A march in Kilinochchi reached the Regional Administrative office where the Government Agent (the region’s most senior civil servant) received the people participating in the day’s token hunger-strike.

In the Jaffna peninsula the final day events of Thileepan’s commemoration started at the site of Thileepan’s monument, in the compound of the famours Nallur Kandaswamy Temple. Before the events began, students and community activists put up posters and decorated the site.

Eighteen years ago, an estimated hundred thousand people gathered in and around the Nallur Kandaswamy temple to support Thileepan in his hunger strike which he began on 15 September 1987 on a stage in front of the historic temple.

Thileepan, then the LTTE’s political wing leader for the Jaffna district, made five demands from the Indian government, including the release of all Tamils held under Sri Lanka’s Prevention of Terrorism Act (PTA), a halt to the state-sponsored Sinhala colonization of Tamil lands, an end to the building of new Sri Lankan military camps in the Tamil areas, the withdrawal of the Sri Lankan security forces from Tamil schools and the disarming of Sinhala and Muslim paramilitary militia.
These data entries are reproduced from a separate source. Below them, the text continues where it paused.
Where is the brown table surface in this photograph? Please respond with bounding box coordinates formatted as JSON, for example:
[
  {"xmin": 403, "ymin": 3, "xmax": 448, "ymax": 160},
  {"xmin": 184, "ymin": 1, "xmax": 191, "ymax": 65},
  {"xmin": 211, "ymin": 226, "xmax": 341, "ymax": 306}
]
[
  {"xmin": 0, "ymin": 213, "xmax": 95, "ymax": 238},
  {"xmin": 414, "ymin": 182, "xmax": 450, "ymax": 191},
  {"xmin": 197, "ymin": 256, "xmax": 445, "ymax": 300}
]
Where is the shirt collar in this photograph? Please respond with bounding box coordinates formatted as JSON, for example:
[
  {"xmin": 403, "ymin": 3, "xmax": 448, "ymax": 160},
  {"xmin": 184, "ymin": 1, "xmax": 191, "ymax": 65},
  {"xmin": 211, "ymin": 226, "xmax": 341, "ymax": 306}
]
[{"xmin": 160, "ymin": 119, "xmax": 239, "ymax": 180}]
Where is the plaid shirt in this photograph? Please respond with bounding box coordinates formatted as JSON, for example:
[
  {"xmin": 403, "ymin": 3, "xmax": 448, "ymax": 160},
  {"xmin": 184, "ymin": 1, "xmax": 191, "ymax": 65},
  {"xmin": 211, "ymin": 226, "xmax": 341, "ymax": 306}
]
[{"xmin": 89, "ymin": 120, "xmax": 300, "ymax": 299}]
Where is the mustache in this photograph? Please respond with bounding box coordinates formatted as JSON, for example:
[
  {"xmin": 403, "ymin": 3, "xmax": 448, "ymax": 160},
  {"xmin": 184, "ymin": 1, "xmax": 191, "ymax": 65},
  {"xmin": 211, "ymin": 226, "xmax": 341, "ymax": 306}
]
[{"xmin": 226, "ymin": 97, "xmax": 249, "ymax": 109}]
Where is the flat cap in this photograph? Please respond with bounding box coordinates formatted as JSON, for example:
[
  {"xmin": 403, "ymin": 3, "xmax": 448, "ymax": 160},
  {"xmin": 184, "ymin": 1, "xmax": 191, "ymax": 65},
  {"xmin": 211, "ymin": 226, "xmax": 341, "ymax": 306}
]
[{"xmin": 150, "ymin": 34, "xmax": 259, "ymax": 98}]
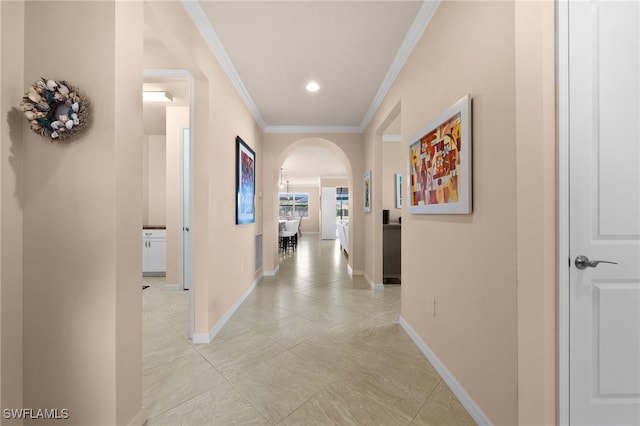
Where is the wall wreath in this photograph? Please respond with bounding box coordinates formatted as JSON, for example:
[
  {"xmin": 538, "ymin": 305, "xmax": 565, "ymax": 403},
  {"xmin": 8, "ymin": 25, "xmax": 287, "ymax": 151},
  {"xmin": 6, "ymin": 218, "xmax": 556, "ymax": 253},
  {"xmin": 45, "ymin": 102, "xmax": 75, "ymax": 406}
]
[{"xmin": 21, "ymin": 78, "xmax": 89, "ymax": 141}]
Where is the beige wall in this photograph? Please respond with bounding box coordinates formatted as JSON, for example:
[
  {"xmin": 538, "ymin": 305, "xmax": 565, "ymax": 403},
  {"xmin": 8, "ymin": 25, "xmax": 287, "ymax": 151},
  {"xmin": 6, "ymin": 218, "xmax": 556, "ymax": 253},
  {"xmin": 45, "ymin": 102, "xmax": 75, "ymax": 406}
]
[
  {"xmin": 381, "ymin": 141, "xmax": 406, "ymax": 222},
  {"xmin": 365, "ymin": 2, "xmax": 556, "ymax": 425},
  {"xmin": 0, "ymin": 1, "xmax": 25, "ymax": 424},
  {"xmin": 515, "ymin": 0, "xmax": 558, "ymax": 425},
  {"xmin": 145, "ymin": 2, "xmax": 263, "ymax": 339},
  {"xmin": 162, "ymin": 107, "xmax": 189, "ymax": 285},
  {"xmin": 18, "ymin": 2, "xmax": 144, "ymax": 425}
]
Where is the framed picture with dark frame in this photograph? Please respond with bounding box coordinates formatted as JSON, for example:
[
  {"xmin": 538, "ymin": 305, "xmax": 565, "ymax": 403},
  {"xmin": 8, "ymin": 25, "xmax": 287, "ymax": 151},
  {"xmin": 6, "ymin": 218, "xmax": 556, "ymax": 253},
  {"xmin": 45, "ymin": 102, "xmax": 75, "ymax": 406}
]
[
  {"xmin": 395, "ymin": 173, "xmax": 402, "ymax": 209},
  {"xmin": 406, "ymin": 95, "xmax": 472, "ymax": 214},
  {"xmin": 236, "ymin": 136, "xmax": 256, "ymax": 225},
  {"xmin": 364, "ymin": 171, "xmax": 371, "ymax": 213}
]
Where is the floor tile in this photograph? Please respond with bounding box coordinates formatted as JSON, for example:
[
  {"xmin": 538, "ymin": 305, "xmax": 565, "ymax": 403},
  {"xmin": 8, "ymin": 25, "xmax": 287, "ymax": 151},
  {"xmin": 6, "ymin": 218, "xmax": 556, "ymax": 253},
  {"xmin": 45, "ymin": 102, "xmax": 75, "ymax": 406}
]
[{"xmin": 142, "ymin": 235, "xmax": 474, "ymax": 426}]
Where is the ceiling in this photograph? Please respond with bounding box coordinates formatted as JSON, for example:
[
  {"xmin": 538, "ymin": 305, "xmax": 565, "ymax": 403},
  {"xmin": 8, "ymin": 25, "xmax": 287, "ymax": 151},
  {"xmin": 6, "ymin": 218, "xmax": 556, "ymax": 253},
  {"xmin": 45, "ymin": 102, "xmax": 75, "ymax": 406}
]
[{"xmin": 145, "ymin": 0, "xmax": 438, "ymax": 183}]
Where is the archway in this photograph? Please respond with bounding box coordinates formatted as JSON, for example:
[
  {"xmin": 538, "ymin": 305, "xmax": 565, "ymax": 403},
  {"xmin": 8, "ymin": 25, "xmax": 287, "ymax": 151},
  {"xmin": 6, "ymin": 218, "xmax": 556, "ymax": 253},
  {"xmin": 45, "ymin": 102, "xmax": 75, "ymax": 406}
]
[{"xmin": 263, "ymin": 134, "xmax": 360, "ymax": 275}]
As Jaffna’s political wing leader, Thileepan was a popular figure in the Tamil community and had already won renown for his courage in combat. The LTTE has named a series of medical centers, located both in government and LTTE-held areas, after him.

Born Rasiah Partheepan, in 1964 as the fourth son of a school teacher in Urelu, in a hamlet of Urumpirai in the Jaffna District, he took up the name Thileepan when he joined the LTTE.

His motivation for joining the Tamil freedom struggle was prompted at the age of ten by the deaths of ten youths in a violent assault by Sinhala policemen on the World Tamil Research Conference held in Jaffna in 1974.